We evaluated whether human genome sequences of the Japanese population derived from archaic hominins, such as Neanderthal or Denisovan, were under natural selection pressure. We obtained genomic regions from three previous studies37,38,39, where introgressions of the sequences derived from Neanderthal were observed in the Japanese individuals (3195, 3961, and 4223 loci spanning approximately 563, 296, and 578 total Mbp, respectively). For each introgression region, we calculated mean values of the SDS z-scores for the variants located within the Neanderthal-derived sequences. To generate a null distribution of the mean z-scores, we physically slid the introgression loci along with the concatenated chromosomes, in increments of 0.01% of the total length of concatenated chromosomes (×10,000 iterations), thereby maintaining the relations among neighboring variants while shuffling the introgression flags in the Neanderthal-derived sequences. In each permutation step, mean z-scores of the variants within the slid introgression loci were calculated to simulate the null distribution, which was used to calculate two-sided permutation P-values. We note that no Denisovan-derived sequences were observed in Japanese39, and thus, enrichment analysis was not conducted.
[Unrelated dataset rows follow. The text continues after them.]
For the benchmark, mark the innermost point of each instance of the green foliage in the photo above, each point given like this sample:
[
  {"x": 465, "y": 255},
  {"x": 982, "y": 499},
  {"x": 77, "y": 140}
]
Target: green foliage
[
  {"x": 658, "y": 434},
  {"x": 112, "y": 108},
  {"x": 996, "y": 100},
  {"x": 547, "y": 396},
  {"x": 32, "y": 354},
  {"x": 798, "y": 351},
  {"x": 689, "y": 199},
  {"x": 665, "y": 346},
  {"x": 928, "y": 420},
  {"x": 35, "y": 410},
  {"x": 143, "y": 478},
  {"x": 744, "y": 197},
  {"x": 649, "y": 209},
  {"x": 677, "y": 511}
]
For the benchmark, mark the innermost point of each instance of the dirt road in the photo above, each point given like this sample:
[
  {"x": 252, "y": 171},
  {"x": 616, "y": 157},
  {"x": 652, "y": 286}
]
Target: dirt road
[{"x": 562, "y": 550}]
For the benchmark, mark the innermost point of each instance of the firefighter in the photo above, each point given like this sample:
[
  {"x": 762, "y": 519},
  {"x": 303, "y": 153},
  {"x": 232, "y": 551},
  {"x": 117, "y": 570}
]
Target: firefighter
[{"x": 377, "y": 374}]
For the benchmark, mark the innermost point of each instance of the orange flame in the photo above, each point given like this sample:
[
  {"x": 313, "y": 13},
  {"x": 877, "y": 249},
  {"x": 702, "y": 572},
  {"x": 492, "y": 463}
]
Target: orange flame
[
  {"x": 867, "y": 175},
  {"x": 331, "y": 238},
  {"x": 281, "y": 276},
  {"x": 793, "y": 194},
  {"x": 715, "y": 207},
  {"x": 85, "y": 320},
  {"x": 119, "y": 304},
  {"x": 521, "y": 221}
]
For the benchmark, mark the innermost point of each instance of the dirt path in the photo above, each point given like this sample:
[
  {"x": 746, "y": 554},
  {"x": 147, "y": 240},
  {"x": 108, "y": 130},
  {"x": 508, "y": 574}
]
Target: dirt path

Selection signatures enrichment in the GWAS-associated SNPs

We evaluated enrichment of the natural selection signatures on the human complex trait-associated variants in the Japanese population. We collected a list of the variants identified by the GWAS conducted for the Japanese population that satisfied the typical genome-wide significance threshold (P < 5.0 × 10−8). We curated the GWAS catalog database to obtain the variant list, in addition to manual curation of the published literature41,42,43,44. We also integrated the GWAS results of BBJ (anthropometric traits31 and biochemical and hematological biomarkers)32 and the immune-cell-specific eQTL results of Japanese ancestry45. To robustly estimate enrichment, we applied rank-based normalization to the SDS z-scores. For each set of the GWAS-associated variants of a trait, the sum of the square values of the rank-based normalized SDS z-scores of the variants (or the proxy variants in LD [r2 > 0.5 in 1000 Genomes Project EAS]) were compared to the χ2 distribution with the degree of freedom equal to the number of the variants.

Data source

The URLs for data presented herein are as follows:

The Genome Aggregation Database (gnomAD), http://gnomad.broadinstitute.org/

The UK10K project, https://www.uk10k.org/data.html

The BioBank Japan Project (BBJ), https://biobankjp.org/english/index.html

Bcl2fastq and Bsl2fastq2, https://support.illumina.com/sequencing/sequencing_software/bcl2fastq-conversion-software.html

BWA-MEM, http://bio-bwa.sourceforge.net/

Picard, https://broadinstitute.github.io/picard/

GATK, https://software.broadinstitute.org/gatk/

Beagle, https://faculty.washington.edu/browning/beagle/beagle.html

Vcftools, http://vcftools.sourceforge.net/

ANNOVAR, http://annovar.openbioinformatics.org/en/latest/

Fraction under selection, https://github.com/moon-s/fraction-under-selection

The 1000 Genomes Project, http://www.internationalgenome.org/

dbSNP, https://www.ncbi.nlm.nih.gov/projects/SNP/

SMC++, https://github.com/popgenmethods/smcpp

Singleton density score (SDS), https://github.com/yairf/SDS

GWAS catalog, https://www.ebi.ac.uk/gwas/

Immune-cell-specific eQTL results, https://humandbs.biosciencedbc.jp/hum0099-v1

JENGER, http://jenger.riken.jp

Data availability

WGS data of a part of the BBJ subjects (n = 1,026) is publically available at the National Bioscience Database Center (NBDC) Human Database (https://humandbs.biosciencedbc.jp/en/) under research ID hum0014, Japanese Genotype-phenotype Archive (JGA; https://www.ddbj.nig.ac.jp/jga/index.html) under accession ID JGAS00000000114. Allele frequency data of this WGS data is publicly available at Japanese ENcyclopedia of GEnetic associations by Riken (JENGER; http://jenger.riken.jp/). WGS data of the rest of the BBJ subjects (n = 913) is available on request after approval of the ethical committee of RIKEN Yokohama Institute and the Institute of Medical Science. WGS data of the controls (n = 295) will be available on request under the condition of approval of the ethical committee of Keio University and material transfer agreement.